Дома у себя, во флате, старик переоделся в халат, затопил камин, сел в низкое кресло к камину, закурил трубку и так сидел очень долго, устало, дряхло, по-русски, как старики в России; потом он достал сифон с содовой водой и бутыль виски, поставил их на ручку кресла, сел опять в кресло – с блокнотом в руках – и стал писать, положив блокнот на колено. Камин стал тухнуть, горел так же дряхло, как дряхл был теперь старик… К семи часам старик стал переодеваться в динер-жакет и вновь ушел в туманы, теперь уже в черном пальто и цилиндре; на Россел-сквере – студенческом бульваре – лифт сбросил его под землю на десять этажей; там подземной железной дорогой он проехал на Пикадилли-серкус, там он прошел на Пэлл-Мэлл. Над городом стала ночь, упорно горели фонари, от них туман был коричневым, иногда на момент наверху в тумане прорывался каскад огней плакатов и реклам, – но все же ничего не было видно кругом, и за два шага впереди и два шага назад возникали встречные, их было немного, и от них шелестела улица.
К одиннадцати старик был уже дома и, как все англичане, переодевался в пижаму ко сну. Электричества не зажигал, и светил только камин. Опять, вместо обычного скрежета железа и стали, в необычайной тишине напомнил Россию церковный звон. И лежа в постели на шерстяных – по-английски – простынях, в шерстяной пижаме, старик думал о России, о родине, по-старчески, когда старость должна оправдать все, всю пройденную жизнь, и старик понимал, что ничто не будет оправдано, если он не понесет свои кости на свою землю.
Город был в тумане. Город и все ждали, когда с океана подует ветер и сгонит туманы с Лондона.
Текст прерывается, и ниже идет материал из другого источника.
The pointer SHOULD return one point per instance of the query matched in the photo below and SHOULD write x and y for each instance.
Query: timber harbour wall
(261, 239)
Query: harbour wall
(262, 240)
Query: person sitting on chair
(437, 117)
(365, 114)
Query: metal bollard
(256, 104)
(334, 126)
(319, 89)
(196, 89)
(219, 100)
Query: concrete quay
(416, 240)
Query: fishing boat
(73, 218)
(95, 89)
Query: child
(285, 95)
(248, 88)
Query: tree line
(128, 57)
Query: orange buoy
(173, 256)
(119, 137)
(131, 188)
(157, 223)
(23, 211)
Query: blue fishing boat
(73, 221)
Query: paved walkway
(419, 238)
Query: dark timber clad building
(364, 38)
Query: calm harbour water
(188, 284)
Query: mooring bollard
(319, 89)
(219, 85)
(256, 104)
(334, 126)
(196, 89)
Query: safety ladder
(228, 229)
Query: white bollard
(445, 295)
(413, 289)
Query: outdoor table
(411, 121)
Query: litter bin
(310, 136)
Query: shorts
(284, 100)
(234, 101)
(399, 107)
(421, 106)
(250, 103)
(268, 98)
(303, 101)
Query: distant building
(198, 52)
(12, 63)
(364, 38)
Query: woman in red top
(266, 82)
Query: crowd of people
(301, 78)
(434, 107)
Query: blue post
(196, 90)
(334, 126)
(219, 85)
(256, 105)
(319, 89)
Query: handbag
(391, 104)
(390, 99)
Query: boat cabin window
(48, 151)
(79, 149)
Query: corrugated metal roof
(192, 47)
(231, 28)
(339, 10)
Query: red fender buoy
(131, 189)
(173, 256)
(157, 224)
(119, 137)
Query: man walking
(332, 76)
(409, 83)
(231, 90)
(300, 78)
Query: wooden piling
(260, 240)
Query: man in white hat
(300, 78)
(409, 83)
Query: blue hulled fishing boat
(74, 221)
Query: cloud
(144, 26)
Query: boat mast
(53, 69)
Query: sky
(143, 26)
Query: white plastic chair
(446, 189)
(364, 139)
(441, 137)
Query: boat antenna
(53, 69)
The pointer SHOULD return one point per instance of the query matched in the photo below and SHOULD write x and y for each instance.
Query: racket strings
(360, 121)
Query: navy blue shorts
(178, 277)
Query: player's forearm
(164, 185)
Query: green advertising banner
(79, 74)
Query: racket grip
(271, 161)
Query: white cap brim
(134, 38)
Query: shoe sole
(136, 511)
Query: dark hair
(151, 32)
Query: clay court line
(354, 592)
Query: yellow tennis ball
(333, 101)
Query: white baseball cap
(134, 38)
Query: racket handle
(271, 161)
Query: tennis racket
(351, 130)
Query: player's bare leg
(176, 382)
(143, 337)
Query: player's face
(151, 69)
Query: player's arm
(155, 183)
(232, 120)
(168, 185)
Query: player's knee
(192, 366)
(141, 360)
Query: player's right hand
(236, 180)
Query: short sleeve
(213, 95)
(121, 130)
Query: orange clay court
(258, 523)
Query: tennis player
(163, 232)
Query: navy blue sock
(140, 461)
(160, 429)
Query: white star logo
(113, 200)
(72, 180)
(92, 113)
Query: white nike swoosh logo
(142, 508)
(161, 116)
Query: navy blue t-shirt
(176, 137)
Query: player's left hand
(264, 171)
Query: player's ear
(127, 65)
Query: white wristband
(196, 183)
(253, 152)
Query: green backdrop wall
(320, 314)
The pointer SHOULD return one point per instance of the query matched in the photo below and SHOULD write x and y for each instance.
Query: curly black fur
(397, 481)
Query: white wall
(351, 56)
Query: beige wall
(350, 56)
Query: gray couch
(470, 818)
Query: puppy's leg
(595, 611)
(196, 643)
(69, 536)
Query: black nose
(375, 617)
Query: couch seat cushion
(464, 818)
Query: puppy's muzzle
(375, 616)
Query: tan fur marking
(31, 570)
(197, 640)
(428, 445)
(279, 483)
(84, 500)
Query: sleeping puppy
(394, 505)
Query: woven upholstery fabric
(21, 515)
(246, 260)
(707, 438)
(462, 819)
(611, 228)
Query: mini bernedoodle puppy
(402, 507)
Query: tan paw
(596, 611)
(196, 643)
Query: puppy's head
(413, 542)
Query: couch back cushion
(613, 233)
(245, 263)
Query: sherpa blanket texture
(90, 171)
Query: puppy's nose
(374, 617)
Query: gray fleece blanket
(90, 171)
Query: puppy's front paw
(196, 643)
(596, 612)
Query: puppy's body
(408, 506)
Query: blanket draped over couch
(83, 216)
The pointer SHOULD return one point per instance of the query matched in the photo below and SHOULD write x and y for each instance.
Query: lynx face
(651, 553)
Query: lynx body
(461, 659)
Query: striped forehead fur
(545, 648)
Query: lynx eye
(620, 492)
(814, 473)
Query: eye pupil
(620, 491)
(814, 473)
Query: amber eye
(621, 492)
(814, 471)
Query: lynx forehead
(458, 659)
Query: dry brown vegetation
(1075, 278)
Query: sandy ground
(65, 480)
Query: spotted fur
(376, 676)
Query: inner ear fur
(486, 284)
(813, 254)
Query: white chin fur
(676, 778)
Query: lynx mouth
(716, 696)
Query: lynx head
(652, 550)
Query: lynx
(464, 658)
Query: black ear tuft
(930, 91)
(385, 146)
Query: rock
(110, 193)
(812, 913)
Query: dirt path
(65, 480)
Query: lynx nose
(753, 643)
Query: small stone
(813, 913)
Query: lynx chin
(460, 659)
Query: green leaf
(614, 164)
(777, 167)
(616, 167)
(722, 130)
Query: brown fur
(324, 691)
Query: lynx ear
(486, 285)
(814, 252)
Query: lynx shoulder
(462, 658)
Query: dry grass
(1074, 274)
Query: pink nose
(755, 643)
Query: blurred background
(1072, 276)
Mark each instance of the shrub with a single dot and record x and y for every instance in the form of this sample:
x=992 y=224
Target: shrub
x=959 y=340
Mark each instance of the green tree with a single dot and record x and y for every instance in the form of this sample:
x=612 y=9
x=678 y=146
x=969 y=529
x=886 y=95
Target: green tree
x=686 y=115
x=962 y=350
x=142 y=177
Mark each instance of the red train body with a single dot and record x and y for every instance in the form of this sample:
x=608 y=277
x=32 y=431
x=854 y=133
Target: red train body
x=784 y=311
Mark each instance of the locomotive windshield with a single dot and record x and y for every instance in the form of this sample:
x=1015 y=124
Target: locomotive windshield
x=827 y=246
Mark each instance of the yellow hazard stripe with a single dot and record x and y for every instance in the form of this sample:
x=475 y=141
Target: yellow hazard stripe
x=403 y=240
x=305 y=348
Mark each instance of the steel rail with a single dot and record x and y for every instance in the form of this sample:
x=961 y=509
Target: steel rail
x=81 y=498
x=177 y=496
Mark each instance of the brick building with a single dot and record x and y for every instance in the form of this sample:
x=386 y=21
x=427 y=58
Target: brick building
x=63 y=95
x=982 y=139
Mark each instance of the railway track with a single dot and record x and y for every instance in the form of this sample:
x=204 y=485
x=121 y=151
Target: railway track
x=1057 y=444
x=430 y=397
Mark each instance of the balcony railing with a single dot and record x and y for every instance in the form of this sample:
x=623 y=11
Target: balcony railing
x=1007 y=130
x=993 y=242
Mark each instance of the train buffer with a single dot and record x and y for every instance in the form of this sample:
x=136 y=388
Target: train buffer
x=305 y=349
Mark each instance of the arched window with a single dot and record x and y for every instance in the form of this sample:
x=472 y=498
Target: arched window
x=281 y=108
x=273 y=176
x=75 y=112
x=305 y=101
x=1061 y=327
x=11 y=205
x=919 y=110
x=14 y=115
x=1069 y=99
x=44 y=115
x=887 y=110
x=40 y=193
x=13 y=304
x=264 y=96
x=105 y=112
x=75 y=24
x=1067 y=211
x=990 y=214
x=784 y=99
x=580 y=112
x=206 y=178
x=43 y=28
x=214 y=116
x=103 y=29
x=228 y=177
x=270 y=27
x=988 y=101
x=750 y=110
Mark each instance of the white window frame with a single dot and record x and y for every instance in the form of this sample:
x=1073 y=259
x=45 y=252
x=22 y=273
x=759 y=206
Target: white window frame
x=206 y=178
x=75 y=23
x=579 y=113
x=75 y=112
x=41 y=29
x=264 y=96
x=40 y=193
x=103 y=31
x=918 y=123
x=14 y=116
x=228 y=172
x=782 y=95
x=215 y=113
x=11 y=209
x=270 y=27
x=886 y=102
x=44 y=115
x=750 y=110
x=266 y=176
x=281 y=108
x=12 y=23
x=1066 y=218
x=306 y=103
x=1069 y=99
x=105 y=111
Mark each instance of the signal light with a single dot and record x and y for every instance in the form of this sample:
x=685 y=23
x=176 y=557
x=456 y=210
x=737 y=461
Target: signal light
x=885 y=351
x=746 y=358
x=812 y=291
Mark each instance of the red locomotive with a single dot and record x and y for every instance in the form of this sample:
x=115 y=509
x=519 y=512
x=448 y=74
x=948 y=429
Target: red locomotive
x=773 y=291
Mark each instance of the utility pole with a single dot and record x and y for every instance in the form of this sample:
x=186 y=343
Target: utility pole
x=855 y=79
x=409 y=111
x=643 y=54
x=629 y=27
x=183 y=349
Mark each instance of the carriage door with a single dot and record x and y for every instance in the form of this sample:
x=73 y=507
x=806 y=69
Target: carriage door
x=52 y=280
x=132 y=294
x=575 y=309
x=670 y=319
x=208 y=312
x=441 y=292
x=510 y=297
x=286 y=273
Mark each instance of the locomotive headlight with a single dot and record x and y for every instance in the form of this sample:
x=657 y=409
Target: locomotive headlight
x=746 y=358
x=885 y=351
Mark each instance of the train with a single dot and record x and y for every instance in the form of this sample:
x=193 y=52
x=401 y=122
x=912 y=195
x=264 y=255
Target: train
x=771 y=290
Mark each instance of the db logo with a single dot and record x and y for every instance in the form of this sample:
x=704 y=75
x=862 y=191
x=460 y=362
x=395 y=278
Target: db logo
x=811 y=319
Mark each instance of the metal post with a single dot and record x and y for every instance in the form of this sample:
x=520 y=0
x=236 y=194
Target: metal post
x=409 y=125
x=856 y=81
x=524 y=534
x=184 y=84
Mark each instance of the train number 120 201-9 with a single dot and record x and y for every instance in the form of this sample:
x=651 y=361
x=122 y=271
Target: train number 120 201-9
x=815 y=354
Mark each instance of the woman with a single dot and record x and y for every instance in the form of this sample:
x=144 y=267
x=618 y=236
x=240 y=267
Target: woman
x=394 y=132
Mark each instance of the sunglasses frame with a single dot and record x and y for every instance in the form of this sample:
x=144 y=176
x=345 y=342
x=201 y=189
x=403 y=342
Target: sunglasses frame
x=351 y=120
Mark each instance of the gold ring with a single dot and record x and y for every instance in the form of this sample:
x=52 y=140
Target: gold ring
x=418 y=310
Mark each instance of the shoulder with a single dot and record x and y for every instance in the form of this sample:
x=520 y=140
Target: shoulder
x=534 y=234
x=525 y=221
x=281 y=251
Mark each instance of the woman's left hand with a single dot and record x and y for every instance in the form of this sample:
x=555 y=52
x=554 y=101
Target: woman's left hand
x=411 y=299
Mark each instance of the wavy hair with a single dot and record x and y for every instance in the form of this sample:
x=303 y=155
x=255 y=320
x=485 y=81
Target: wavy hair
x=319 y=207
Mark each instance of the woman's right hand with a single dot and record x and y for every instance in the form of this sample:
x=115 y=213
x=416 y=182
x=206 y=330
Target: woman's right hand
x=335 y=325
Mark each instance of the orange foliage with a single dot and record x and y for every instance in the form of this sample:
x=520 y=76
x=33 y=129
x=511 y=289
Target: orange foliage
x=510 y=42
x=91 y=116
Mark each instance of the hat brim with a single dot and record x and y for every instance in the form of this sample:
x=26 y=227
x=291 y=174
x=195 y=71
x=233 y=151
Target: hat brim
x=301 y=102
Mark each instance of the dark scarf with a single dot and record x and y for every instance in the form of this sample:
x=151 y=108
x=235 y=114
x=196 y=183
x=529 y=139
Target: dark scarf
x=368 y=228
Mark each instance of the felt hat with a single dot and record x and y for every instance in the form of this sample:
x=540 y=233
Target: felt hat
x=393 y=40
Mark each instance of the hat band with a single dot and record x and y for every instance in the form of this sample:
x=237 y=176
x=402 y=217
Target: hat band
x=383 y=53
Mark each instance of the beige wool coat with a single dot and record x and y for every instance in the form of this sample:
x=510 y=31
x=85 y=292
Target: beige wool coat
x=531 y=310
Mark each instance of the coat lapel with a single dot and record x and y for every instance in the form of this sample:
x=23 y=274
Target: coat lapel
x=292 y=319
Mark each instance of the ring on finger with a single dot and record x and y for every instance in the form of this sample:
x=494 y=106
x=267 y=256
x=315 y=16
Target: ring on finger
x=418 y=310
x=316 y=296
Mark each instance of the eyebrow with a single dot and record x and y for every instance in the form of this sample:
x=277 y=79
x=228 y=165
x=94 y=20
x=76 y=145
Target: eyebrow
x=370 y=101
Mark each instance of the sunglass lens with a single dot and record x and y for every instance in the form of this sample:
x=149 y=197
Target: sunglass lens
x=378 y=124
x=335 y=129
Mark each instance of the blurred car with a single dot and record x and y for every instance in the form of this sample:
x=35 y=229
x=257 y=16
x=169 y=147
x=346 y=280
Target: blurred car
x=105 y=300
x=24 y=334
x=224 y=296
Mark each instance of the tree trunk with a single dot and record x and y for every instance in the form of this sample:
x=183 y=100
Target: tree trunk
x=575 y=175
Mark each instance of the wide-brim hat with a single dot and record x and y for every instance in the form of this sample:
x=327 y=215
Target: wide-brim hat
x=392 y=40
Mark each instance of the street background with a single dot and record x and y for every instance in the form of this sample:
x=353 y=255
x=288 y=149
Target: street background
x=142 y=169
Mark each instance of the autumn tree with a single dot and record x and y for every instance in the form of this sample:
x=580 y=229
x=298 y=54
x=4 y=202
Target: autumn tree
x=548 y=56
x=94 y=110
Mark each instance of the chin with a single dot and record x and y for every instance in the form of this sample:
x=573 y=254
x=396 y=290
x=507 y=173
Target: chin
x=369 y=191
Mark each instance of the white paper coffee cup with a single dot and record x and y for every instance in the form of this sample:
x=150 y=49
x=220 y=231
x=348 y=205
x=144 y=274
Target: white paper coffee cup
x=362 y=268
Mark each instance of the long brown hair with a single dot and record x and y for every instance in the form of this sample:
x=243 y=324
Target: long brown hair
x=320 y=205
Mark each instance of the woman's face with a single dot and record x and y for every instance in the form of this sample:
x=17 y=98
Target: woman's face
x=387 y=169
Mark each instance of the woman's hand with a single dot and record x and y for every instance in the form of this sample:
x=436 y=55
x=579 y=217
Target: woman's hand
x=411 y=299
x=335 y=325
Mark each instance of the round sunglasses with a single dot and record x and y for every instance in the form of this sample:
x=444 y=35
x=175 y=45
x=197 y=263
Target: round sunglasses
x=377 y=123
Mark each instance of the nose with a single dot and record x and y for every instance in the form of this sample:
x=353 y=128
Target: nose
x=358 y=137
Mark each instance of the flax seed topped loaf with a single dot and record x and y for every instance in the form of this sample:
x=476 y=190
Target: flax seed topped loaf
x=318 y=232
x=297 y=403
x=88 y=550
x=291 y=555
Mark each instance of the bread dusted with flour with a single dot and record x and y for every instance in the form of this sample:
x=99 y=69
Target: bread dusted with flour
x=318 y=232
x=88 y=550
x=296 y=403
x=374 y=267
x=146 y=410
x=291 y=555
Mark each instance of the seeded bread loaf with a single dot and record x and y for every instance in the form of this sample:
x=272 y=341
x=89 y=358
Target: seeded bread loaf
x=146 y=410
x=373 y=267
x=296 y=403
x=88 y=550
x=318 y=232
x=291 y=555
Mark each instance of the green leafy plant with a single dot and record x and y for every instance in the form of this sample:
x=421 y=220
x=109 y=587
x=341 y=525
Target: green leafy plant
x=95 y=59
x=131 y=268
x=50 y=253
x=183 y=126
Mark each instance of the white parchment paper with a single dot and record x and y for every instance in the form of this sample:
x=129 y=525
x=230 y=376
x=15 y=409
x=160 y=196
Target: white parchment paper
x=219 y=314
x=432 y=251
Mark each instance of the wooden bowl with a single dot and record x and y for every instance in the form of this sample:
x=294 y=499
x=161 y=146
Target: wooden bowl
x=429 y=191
Должно быть, если взглянуть на Лондон с Парламент-хилла, с горы, откуда когда-то наблюдали мятежники, как должен сгореть парламент, – туманы над Лондоном, освещенные изнутри миллионами электрических лампочек, Лондон под туманом – мог бы показаться городом на дне морском, фантастическим городом, русскому – Китежом-градом…
. . . . . . . . . . . . . . .
Всю ночь в степи полошились птицы, останавливаясь в перелете на север здесь отдохнуть. Ночь была темна, но было тепло совсем уже по-весеннему; снег стаял быстро, в несколько дней, теперь шумели ручьи, торопилась трава, птицы полетели все сразу, – весна пошла поспешно, всем надо было спешить. С вечера накрапывал было дождь, скоро перестал, к полночи совсем прояснилось; поднялся месяц, звезды размещались по-новому, готовясь к июню, когда им надо обновляться. Гуси кричали рядом на горе у ручья, где-то чуть подальше клекал сторожевой журавль и перекликались самки, засыпая. Ручей падал водопадом. Надо было спешить. Всю ночь три женщины работали у плотины, бодро и весело: спешили починить плотину, чтоб ее не разорвала вода, рубили топорами дерево, таскали землю, забивали сваи. Перед рассветом, как всегда, на несколько минут стало особенно темно, и после этого быстро стал лиловеть восток. Тогда стало слышно, как забили крыльями птицы, поднимались с земли, чтобы лететь на север, к гнездам.